Diego Aguado

Personal information
- Full name: Diego Aguado Facio
- Date of birth: 7 February 2007 (age 19)
- Place of birth: Madrid, Spain
- Height: 1.82 m (6 ft 0 in)
- Position: Centre-back

Team information
- Current team: Real Madrid B
- Number: 3

Youth career
- 2014–2017: Soto del Real
- 2017–2024: Real Madrid

Senior career*
- Years: Team / Apps / (Gls)
- 2024–: Real Madrid B / 30 / (0)
- 2025: Real Madrid C / 2 / (0)
- 2025–: Real Madrid / 1 / (0)

International career^{‡}
- 2024–2025: Spain U17 / 8 / (0)
- 2024–: Spain U18 / 3 / (1)
- 2024–: Spain U19 / 7 / (0)
- 2025: Spain U20 / 3 / (0)

Medal record
Men's football
Representing Spain
UEFA European Under-19 Championship
| Winner | 2026 Wales |  |

= Diego Aguado =

Spanish footballer (born 2007)

Diego Aguado Facio (born 7 February 2007) is a Spanish footballer who plays as a defender for Real Madrid Castilla.

==Early life==
Aguado was born on 7 February 2007 in Madrid, Spain.
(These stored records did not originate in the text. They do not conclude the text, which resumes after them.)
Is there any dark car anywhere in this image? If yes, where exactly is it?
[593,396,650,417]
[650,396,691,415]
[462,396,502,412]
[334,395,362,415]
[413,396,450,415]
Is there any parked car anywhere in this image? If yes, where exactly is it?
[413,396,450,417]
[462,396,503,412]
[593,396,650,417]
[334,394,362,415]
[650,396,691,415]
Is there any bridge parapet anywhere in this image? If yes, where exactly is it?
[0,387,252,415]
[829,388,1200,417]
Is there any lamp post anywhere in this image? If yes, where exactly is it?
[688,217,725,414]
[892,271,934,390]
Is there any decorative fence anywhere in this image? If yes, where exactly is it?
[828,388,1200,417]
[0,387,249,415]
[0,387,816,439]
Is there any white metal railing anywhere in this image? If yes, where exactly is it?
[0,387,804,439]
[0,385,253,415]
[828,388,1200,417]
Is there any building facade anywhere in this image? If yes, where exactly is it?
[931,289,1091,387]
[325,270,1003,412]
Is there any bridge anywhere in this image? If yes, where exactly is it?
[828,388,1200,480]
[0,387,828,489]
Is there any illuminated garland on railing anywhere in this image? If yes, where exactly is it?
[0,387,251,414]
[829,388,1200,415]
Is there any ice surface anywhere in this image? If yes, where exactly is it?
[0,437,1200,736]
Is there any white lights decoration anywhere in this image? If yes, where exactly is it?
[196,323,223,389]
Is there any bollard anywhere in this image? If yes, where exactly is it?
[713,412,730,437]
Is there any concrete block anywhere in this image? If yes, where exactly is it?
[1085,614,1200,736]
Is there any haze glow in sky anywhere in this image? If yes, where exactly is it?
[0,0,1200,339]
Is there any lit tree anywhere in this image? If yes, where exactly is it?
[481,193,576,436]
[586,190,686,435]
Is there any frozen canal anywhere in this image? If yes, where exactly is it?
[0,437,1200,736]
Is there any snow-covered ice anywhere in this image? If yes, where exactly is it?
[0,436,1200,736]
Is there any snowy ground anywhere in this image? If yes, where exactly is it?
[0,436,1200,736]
Growing up, he aspired to become a firefighter as an adult.

==Career==
As a youth player, Aguado joined the youth academy of La Liga side Real Madrid. In 2024, he was promoted to the club's first team and their reserve team. On 6 January 2025, he made his professional debut with the senior Real Madrid team in a 5–0 Copa del Rey win over Minera.

==Style of play==
Aguado plays as a defender, specifically as a centre-back or as a left-back. Known for his speed and passing ability, he is left-footed.